Where the money flows in this world decides the direction of humanity (at least for now). So the people with the most money truly control much of the world. And I don’t just mean billionaires. There are entities with way more money than Donald Trump or Elon Musk, and they truly have the steering wheel… or the rudder, depending on what form of locomotion you’re most familiar with. Or if you’re “doing the Locomotion” then I guess it would be your hips. So these parasites have the hips. (That’s an uncomfortable image on Jamie Dimon.)

The answer as to who controls most of the world is the top asset management firms—AKA “shadow banks.” And they have unimaginable wealth.

The top 5 asset management firms are:

BlackRock: $11.6 Trillion! (!!!)

Vanguard: $9.3 Trillion

UBS: $5.7 Trillion

Fidelity: $4.9 Trillion

State Street: $4.7 Trillion

And my cousin Nathan: $250

(He’s just getting started. Probably shouldn’t be on the list but I owed him ‘cause he scored me some molly so I could get through my kid’s parent-teacher conference.)
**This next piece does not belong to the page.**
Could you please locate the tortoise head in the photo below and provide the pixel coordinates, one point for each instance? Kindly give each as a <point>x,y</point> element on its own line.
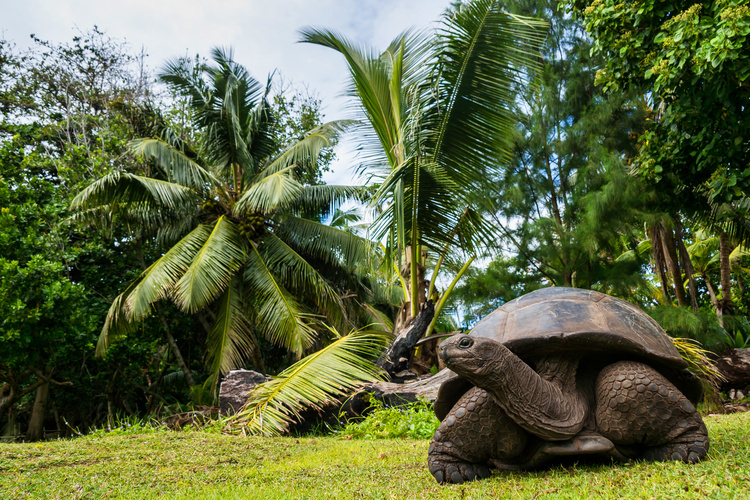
<point>471,357</point>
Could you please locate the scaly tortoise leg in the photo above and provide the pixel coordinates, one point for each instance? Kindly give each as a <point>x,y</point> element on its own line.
<point>474,431</point>
<point>637,406</point>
Try to imagine how much money a trillion dollars is. If you spent $100,000 a year, in order to spend $1 trillion, you’d have to keep doing that for 10 million years! If you spent $100,000 a day—So you’re either Kim Kardashian or a lunatic—in order to spend $1 trillion, it would take you over 27,000 years! (Which is older than Larry Ellison’s original head before he got the prosthetic one.)

The people who run these funds are the true dominant rulers of much of the world, and they’re talked about in the media less than a Native American protesting the petrodollar. So while these shadow banks sit on trillions, what about everyone else? One in three people on our planet suffer malnutrition. As the Guardian reported, “Each year, poor nutrition kills 3.1 million children under the age of five.”